In het Nederlands lukt dat relatief goed. We kunnen bijvoorbeeld spreken over een geëngageerde jongere, zonder dat dat dat ons iets vertelt over een specifiek gender. Ook met neo-voornaamwoorden als die of hen kunnen we vandaag makkelijker verwijzen naar iemand zonder een gender vast te leggen. Die voornaamwoorden worden dan als enkelvoudsvorm gebruikt. In veel andere talen is dat daarentegen een stuk moeilijker. Niet alle talen geven gender namelijk op dezelfde manier weer.

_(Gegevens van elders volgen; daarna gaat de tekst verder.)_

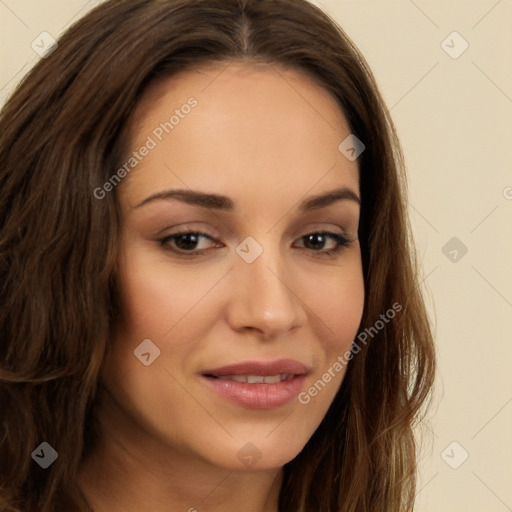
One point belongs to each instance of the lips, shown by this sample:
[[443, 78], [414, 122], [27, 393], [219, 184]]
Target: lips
[[258, 385]]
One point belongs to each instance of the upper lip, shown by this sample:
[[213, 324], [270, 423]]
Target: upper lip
[[263, 368]]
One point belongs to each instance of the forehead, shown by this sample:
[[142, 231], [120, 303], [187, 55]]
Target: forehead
[[250, 127]]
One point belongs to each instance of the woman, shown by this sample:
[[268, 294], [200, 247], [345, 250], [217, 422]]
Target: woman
[[209, 297]]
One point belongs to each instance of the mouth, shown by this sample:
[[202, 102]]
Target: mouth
[[258, 385]]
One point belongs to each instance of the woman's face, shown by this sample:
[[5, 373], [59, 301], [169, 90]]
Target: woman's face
[[217, 354]]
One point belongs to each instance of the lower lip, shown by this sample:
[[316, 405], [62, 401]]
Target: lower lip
[[258, 396]]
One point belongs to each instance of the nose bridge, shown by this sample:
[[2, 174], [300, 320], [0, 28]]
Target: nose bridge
[[263, 298]]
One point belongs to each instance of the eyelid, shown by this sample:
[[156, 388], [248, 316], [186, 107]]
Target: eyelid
[[343, 241]]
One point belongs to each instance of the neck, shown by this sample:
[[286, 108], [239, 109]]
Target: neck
[[133, 471]]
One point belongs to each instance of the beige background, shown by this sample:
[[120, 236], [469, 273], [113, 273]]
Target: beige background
[[454, 118]]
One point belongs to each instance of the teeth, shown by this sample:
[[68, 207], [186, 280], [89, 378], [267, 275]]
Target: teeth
[[257, 379]]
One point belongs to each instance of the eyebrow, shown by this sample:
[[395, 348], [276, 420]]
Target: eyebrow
[[218, 202]]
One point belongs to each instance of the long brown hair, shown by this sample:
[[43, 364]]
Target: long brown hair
[[62, 135]]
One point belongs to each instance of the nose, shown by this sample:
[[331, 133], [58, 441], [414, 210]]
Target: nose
[[264, 297]]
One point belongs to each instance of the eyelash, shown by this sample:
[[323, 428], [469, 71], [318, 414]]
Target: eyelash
[[342, 241]]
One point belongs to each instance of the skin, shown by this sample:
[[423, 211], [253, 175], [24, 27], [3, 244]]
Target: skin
[[267, 138]]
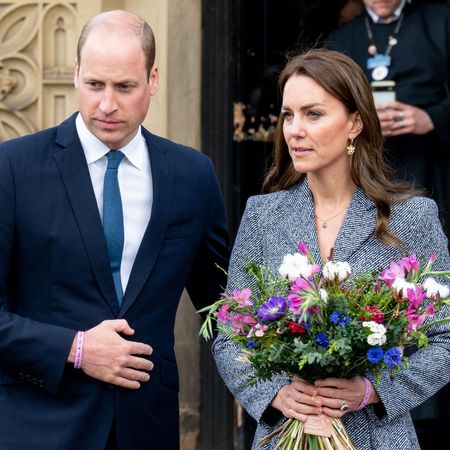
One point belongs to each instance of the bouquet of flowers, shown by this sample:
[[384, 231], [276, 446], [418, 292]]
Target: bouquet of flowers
[[312, 322]]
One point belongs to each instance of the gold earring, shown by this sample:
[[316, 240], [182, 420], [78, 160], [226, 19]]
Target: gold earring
[[351, 148]]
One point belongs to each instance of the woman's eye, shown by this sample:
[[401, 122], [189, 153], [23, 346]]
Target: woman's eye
[[286, 115], [314, 114]]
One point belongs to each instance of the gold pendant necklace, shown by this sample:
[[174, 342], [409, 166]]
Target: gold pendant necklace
[[324, 223]]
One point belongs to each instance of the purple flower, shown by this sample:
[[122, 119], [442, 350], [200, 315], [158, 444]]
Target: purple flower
[[272, 309], [322, 340], [303, 248], [334, 317], [393, 357], [374, 354], [338, 318]]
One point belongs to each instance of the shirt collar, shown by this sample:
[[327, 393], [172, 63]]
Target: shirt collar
[[396, 15], [94, 149]]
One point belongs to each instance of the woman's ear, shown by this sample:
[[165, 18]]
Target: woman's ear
[[357, 126]]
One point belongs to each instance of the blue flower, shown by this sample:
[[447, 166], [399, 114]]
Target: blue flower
[[272, 309], [374, 354], [339, 318], [334, 317], [393, 357], [344, 320], [322, 340]]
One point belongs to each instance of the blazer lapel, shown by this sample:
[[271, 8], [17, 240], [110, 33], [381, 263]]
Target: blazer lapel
[[77, 182], [358, 227], [297, 221], [162, 178]]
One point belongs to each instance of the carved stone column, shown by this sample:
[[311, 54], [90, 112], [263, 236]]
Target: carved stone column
[[37, 50]]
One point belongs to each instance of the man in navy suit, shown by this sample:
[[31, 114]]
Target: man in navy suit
[[87, 310]]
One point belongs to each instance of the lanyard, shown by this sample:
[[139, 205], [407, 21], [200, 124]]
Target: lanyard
[[392, 40]]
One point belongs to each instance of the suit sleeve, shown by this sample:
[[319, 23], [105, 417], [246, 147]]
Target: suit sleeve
[[255, 399], [207, 277], [30, 351], [428, 371]]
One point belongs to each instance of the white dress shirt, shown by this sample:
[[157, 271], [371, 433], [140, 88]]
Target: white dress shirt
[[136, 188], [396, 14]]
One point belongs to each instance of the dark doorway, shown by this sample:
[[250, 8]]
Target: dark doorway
[[245, 43]]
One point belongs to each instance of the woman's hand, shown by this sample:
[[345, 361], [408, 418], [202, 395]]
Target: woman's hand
[[298, 400], [339, 396]]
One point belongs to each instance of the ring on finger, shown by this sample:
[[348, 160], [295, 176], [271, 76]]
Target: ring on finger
[[344, 407]]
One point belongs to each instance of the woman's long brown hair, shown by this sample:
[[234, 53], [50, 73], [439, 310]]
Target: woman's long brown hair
[[341, 77]]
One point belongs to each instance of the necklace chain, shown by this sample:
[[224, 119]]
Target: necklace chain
[[392, 39], [324, 223]]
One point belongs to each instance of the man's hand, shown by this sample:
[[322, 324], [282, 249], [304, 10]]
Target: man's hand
[[110, 358], [398, 118]]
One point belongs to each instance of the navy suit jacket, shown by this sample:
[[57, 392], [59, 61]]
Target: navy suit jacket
[[55, 279]]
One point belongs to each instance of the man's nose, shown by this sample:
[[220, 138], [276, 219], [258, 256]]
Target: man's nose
[[108, 102]]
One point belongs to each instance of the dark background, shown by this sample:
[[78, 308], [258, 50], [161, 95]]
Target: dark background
[[245, 44]]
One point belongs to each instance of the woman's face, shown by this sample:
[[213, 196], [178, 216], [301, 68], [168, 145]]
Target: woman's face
[[317, 128]]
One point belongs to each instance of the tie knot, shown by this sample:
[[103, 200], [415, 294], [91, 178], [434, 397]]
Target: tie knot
[[114, 158]]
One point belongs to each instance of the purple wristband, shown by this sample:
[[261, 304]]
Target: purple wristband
[[365, 400], [79, 350]]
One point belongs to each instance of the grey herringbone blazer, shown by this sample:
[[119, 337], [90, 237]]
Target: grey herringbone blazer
[[271, 227]]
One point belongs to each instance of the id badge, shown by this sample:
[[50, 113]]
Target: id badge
[[378, 60]]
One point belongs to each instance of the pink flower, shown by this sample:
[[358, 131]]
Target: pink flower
[[296, 328], [299, 287], [258, 330], [303, 248], [242, 298], [416, 320], [410, 263], [415, 296], [394, 272], [239, 321], [222, 314], [375, 314]]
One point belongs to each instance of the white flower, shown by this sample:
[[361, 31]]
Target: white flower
[[336, 271], [376, 339], [401, 286], [378, 335], [375, 327], [295, 266], [324, 295], [434, 289]]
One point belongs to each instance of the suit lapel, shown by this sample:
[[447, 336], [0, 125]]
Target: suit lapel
[[162, 178], [72, 165], [358, 227], [297, 220], [297, 223]]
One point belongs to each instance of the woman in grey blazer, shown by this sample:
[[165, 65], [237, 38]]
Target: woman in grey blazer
[[329, 188]]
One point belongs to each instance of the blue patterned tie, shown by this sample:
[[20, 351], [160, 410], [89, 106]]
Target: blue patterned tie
[[113, 218]]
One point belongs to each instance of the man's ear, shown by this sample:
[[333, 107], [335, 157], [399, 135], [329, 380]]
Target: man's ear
[[77, 72]]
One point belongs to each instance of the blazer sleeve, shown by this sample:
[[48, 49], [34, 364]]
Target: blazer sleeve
[[429, 368], [30, 351], [255, 399]]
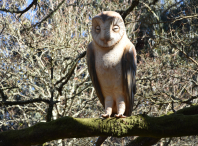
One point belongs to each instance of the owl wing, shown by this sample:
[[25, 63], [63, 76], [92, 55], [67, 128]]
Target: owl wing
[[128, 76], [92, 72]]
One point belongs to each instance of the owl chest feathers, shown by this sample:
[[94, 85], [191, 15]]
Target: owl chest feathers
[[109, 69]]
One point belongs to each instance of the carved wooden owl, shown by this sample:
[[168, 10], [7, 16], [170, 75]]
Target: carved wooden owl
[[111, 59]]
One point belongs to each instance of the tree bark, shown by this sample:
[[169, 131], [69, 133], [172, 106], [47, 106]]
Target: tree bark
[[173, 125]]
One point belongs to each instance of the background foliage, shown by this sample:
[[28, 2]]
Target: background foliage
[[43, 71]]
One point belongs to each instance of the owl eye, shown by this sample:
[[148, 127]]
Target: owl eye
[[97, 29], [116, 28]]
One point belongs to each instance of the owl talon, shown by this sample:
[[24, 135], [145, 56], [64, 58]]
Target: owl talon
[[105, 115], [119, 116]]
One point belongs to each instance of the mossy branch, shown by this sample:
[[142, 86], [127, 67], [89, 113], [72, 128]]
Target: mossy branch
[[173, 125]]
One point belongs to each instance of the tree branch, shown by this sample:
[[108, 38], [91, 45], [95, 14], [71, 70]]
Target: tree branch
[[173, 125], [25, 102]]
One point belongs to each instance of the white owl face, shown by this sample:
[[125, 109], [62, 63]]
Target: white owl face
[[107, 29]]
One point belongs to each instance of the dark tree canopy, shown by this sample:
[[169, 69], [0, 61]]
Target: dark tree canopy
[[46, 95]]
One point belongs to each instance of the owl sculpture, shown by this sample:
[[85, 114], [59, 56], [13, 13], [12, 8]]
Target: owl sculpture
[[111, 59]]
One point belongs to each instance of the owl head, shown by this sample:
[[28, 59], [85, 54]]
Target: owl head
[[107, 29]]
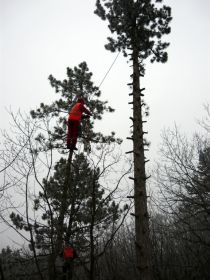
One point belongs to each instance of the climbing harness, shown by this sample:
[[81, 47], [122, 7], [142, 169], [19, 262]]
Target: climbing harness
[[87, 146]]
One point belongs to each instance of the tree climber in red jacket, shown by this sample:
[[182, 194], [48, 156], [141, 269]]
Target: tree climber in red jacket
[[74, 119]]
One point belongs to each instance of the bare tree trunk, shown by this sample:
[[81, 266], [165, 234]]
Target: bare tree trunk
[[143, 254], [92, 257], [1, 271], [60, 227]]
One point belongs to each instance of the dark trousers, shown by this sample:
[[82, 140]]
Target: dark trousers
[[68, 270], [72, 134]]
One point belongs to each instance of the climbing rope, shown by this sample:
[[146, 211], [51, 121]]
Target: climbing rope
[[108, 70]]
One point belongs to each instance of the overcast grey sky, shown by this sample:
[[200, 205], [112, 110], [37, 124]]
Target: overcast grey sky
[[42, 37]]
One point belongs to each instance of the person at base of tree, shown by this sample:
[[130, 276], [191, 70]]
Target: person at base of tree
[[69, 254], [74, 119]]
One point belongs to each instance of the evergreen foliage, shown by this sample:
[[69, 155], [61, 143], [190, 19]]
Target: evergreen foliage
[[138, 24]]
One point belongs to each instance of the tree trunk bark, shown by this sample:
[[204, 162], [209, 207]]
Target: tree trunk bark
[[142, 242], [92, 247], [60, 226]]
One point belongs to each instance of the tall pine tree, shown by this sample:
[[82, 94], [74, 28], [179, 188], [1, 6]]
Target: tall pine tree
[[139, 26]]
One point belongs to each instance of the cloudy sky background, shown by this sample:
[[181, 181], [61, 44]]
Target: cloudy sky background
[[43, 37]]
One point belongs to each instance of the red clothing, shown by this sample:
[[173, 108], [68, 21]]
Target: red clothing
[[76, 112], [74, 119], [72, 134]]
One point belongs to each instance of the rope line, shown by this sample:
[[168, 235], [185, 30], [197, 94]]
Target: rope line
[[109, 70]]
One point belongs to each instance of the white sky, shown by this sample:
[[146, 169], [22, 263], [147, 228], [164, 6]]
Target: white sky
[[42, 37]]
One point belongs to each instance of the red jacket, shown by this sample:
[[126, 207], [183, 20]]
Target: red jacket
[[76, 112]]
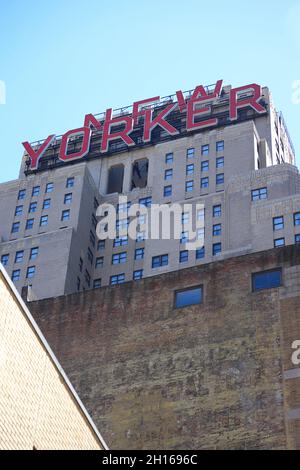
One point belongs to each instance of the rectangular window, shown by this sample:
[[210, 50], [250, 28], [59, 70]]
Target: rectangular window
[[49, 187], [19, 257], [167, 191], [217, 211], [184, 256], [259, 194], [188, 297], [119, 258], [43, 221], [168, 174], [65, 215], [217, 249], [68, 198], [205, 150], [29, 224], [36, 190], [220, 179], [16, 275], [278, 223], [34, 253], [159, 261], [220, 162], [22, 194], [30, 272], [220, 146], [204, 183], [139, 254], [4, 260], [138, 275], [169, 158], [119, 279], [70, 182], [18, 211], [279, 242], [266, 280], [205, 166]]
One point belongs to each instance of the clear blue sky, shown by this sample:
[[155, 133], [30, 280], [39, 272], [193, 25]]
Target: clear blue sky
[[61, 59]]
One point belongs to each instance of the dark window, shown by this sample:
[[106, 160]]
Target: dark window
[[267, 280], [189, 297], [115, 179]]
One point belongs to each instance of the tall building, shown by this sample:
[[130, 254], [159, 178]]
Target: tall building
[[228, 149]]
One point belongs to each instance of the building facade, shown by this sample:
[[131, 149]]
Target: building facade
[[242, 172]]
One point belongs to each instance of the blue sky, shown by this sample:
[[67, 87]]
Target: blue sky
[[62, 59]]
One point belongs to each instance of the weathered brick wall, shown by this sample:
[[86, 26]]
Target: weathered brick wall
[[203, 377], [37, 409]]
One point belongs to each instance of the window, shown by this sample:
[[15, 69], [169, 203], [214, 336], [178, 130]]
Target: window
[[16, 275], [297, 219], [266, 280], [189, 297], [36, 190], [121, 241], [18, 211], [169, 158], [34, 252], [138, 275], [159, 261], [68, 198], [97, 284], [204, 183], [168, 175], [139, 254], [65, 215], [15, 227], [220, 146], [259, 194], [278, 223], [279, 242], [190, 153], [217, 249], [43, 220], [184, 256], [217, 230], [119, 258], [22, 194], [47, 204], [205, 150], [70, 183], [4, 260], [205, 166], [220, 162], [190, 170], [220, 179], [99, 262], [217, 211], [29, 224], [119, 279], [30, 272], [32, 207], [167, 191], [200, 253], [19, 257], [49, 187], [189, 186]]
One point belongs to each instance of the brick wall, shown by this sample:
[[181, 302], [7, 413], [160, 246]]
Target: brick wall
[[211, 376]]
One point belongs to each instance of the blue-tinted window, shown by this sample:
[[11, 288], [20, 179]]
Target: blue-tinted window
[[189, 297], [267, 280]]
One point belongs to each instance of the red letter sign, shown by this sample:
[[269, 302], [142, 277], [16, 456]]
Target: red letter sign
[[108, 136], [36, 155], [252, 101]]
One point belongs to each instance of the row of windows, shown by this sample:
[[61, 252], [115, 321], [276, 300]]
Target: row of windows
[[36, 190]]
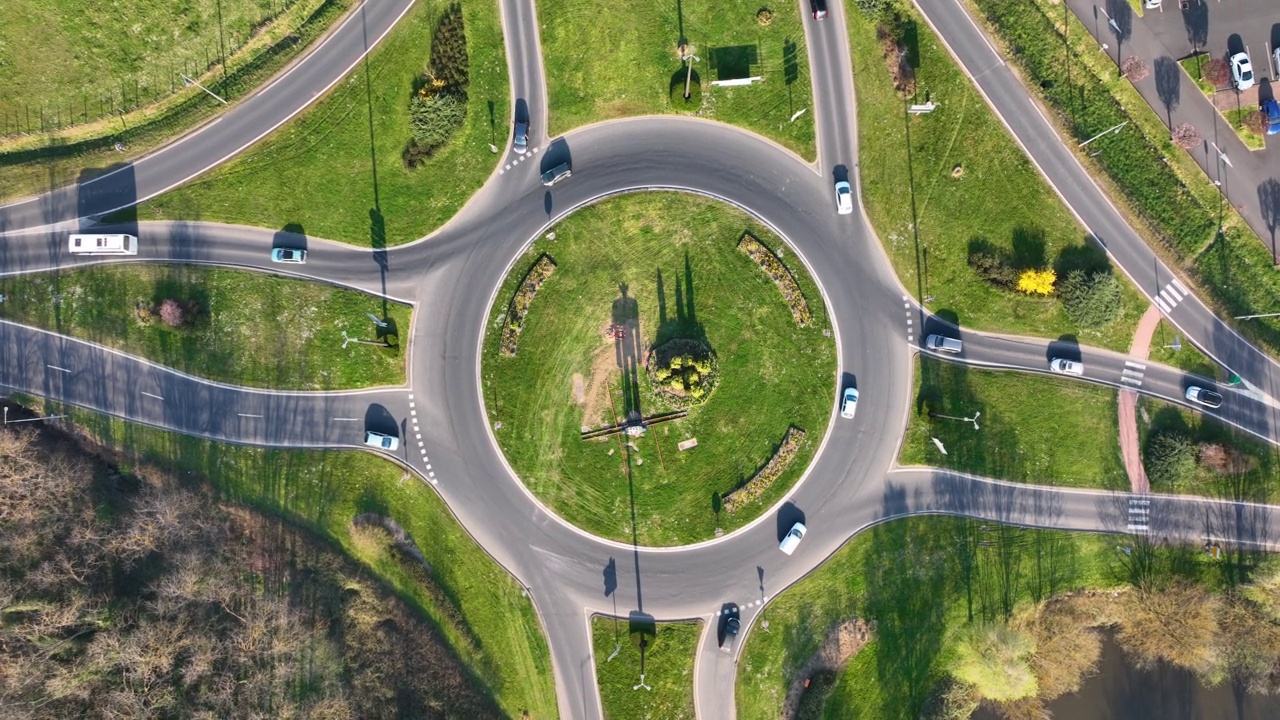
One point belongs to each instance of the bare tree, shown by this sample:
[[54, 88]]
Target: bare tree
[[1134, 68]]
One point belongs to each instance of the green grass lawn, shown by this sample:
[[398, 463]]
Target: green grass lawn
[[1033, 428], [1185, 358], [676, 258], [997, 200], [94, 74], [1257, 475], [476, 606], [251, 328], [640, 72], [338, 172], [668, 669]]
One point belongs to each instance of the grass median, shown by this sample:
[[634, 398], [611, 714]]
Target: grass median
[[668, 668], [641, 71], [1033, 428], [339, 171], [945, 186], [129, 90], [664, 269], [480, 610], [231, 326]]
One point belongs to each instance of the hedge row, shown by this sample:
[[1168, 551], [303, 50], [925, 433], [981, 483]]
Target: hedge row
[[1087, 108], [520, 302], [762, 481], [781, 276]]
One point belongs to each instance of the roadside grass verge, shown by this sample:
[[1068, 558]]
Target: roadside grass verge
[[480, 610], [641, 72], [919, 579], [1033, 428], [338, 171], [242, 327], [1160, 187], [1252, 475], [668, 668], [672, 261], [973, 188], [1187, 358], [40, 162]]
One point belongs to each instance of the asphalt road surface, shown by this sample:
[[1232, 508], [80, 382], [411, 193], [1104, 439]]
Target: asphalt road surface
[[452, 278]]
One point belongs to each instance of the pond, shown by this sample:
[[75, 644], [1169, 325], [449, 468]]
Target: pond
[[1124, 692]]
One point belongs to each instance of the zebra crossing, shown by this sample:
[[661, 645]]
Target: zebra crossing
[[1133, 373], [1170, 296], [1139, 514]]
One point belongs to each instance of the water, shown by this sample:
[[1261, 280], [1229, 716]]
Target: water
[[1123, 692]]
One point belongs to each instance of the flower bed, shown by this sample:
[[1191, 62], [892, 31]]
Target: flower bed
[[781, 276], [753, 490], [520, 302]]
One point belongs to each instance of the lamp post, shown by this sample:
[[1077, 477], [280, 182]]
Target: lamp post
[[974, 419]]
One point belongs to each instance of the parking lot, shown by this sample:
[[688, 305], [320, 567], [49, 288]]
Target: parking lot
[[1221, 28]]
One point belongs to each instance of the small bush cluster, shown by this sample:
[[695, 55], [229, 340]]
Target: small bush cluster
[[1170, 459], [781, 277], [1092, 300], [682, 370], [439, 104], [1037, 282], [520, 302], [755, 487]]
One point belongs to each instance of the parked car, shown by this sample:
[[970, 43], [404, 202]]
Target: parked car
[[1242, 71], [1271, 109], [520, 142], [382, 441], [850, 405], [288, 255], [844, 197], [1206, 397], [731, 619], [1065, 367], [794, 536], [556, 174]]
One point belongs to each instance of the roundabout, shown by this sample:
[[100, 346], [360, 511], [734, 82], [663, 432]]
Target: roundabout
[[641, 368], [462, 277]]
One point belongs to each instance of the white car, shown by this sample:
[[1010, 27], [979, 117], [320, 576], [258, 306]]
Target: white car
[[1242, 71], [1065, 367], [794, 536], [844, 197], [380, 441], [850, 405]]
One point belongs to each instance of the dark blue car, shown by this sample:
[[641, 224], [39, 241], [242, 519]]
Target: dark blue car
[[1271, 109]]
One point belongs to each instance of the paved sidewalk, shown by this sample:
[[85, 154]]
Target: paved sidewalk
[[1247, 178], [1129, 447]]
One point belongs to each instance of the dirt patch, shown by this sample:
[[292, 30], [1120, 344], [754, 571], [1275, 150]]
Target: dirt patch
[[595, 402], [842, 642]]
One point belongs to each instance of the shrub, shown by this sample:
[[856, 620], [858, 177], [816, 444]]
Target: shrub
[[993, 268], [1185, 136], [434, 117], [1037, 282], [1091, 300], [1134, 68], [1170, 459], [173, 313], [449, 62]]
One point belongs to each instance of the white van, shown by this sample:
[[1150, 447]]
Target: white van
[[104, 245]]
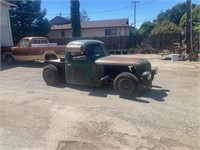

Meertalig genderneutraal spreken is niet vanzelfsprekend
Keren we even terug naar Neri’s asielrelaas: zoals de tolk het zelf kon ervaren, is het in het Spaans een pak lastiger dan in het Nederlands om volledig genderneutraal te spreken. Sommige talen, zoals het Spaans, Frans, Arabisch of Portugees, dwingen je te kiezen tussen twee hokjes. Bijna elk woord in een zin is ofwel mannelijk, ofwel vrouwelijk. Andere talen, zoals het Fins of Turks, hebben die hokjes simpelweg niet. Woorden hebben geen mannelijk of vrouwelijk label, en kunnen voor iedereen gebruikt worden.
Daar komt bij dat niet elke taal kant-en-klare manieren biedt om aan dat taalkundige gender te ontsnappen. In het Engels bijvoorbeeld is het ondertussen vrij gebruikelijk om het voornaamwoord they te gebruiken voor non-binaire personen of voor iemand van wie het gender onbekend of irrelevant is, maar in veel andere talen is er zo’n oplossing niet, bestaan meerdere initiatieven naast elkaar, of is een bepaalde taalstrategie nauwelijks ingeburgerd. Wie in het Arabisch of Portugees genderneutraal wil spreken, moet dus momenteel nog vaak improviseren, en dat is niet zo eenvoudig — zelfs niet voor moedertaalsprekers.
De verantwoordelijkheid van tolken
We zouden dus kunnen zeggen dat tolken dit vraagstuk echt op de spits drijven. Zij pingpongen als het ware tussen talen met soms compleet verschillende regels om gender uit te drukken, en ze doen dat vaak in situaties waar een accurate vertaling net het verschil kan maken. Neem bijvoorbeeld het asielinterview waar Neri zo gedetailleerd en overtuigend mogelijk moet bewijzen dat de situatie in het thuisland door hun genderidentiteit levensbedreigend is. Precies daar wringt echter het schoentje: tolken geven zelf aan dat ze worstelen in zulke situaties. In hun opleiding komt genderbewuste taal nauwelijks aan bod, en ook in nascholingen wordt het thema nog zelden uitgewerkt. Dat hoeft ook niet te verwonderen: het onderwerp is nog volop in ontwikkeling en verschilt sterk van taal tot taal.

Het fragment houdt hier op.